Atas Nama Kedaulatan
Sebagai negara yang telah mendapatkan kedaulatan secara penuh, Indonesia bergabung ke dalam keanggotaan PBB pada tahun 1950. Tepatnya pada tanggal 27 September 1950, Majelis Umum PBB menerima Indonesia sebagai anggota PBB. Pada tahun 1955, Indonesia kembali menegaskan kiprahnya dalam percaturan internasional dengan memprakarsai lahirnya Konferensi Asia Afrika (KAA), bersama Burma, India, Pakistan dan Sri Lanka. Selain sebagai pemrakarsa Indonesia juga berlaku sebagai tuan rumah Konferensi Asia Afrika yang dilangsungkan di Bandung pada tanggal 18 sampai 25 April 1955.

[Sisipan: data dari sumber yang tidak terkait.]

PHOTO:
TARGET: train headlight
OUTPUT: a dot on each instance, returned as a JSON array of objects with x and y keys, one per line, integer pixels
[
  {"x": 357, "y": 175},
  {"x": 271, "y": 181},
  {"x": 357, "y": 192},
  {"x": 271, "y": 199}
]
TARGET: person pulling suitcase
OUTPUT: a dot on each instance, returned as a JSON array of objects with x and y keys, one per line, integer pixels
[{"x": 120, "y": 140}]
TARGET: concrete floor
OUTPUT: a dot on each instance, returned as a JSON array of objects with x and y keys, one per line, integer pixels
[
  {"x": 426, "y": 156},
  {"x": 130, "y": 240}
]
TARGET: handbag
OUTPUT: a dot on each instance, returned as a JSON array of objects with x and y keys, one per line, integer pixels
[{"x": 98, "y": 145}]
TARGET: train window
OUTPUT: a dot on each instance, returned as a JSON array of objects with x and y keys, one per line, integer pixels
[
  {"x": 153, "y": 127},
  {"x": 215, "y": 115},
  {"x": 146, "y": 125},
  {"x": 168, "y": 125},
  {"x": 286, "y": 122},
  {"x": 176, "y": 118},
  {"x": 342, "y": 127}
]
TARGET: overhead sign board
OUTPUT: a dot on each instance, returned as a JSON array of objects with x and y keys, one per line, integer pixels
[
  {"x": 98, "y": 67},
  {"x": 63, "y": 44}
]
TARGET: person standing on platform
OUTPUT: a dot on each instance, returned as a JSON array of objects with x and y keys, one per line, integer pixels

Indonesia yang tidak ingin larut dalam pertikaian blok barat-blok timur, turut serta sebagai salah satu negara penggagas Konferensi Tingkat Tinggi Negara-negara Non Blok (KTT Non Blok). Dan pada tahun 1961 diselenggarakan KTT Non Blok yang pertama di Beograd, Yugoslavia. KTT tersebut dihadiri oleh beberapa negara berkembang yang tidak melibatkan diri sebagai negara pendukung blok timur maupun blok barat.
Ketika konfrontasi dengan Indonesia – Malaysia berlangsung, secara mengejutkan negara Malaysia dicalonkan sebagai anggota tidak tetap Dewan keamanan PBB. Indonesia bersikukuh tidak menyetujui pencalonan itu. Bung karno menyatakan ketidak sepakatanannya atas pencalonan Malaysia. Pernyataan Presiden kita ini disertai ancaman akan hengkang dari PBB jika Malaysia terpilih menjadi anggota tidak tetap Dewan keamanan PBB. Seminggu setelah itu, Malaysia akhirnya benar-benar terpilih sebagai anggota tidak tetap Dewan keamanan PBB. Dalam menyikapi kenyataan ini, pada rapat umum Anti Pangkalan Militer Asing di Jakarta, Presiden republik Indonesia saat itu, Bung karno menyatakan Indonesia keluar dari Perserikatan bangsa-bangsa (PBB) sejak tanggal 20 Januari 1965.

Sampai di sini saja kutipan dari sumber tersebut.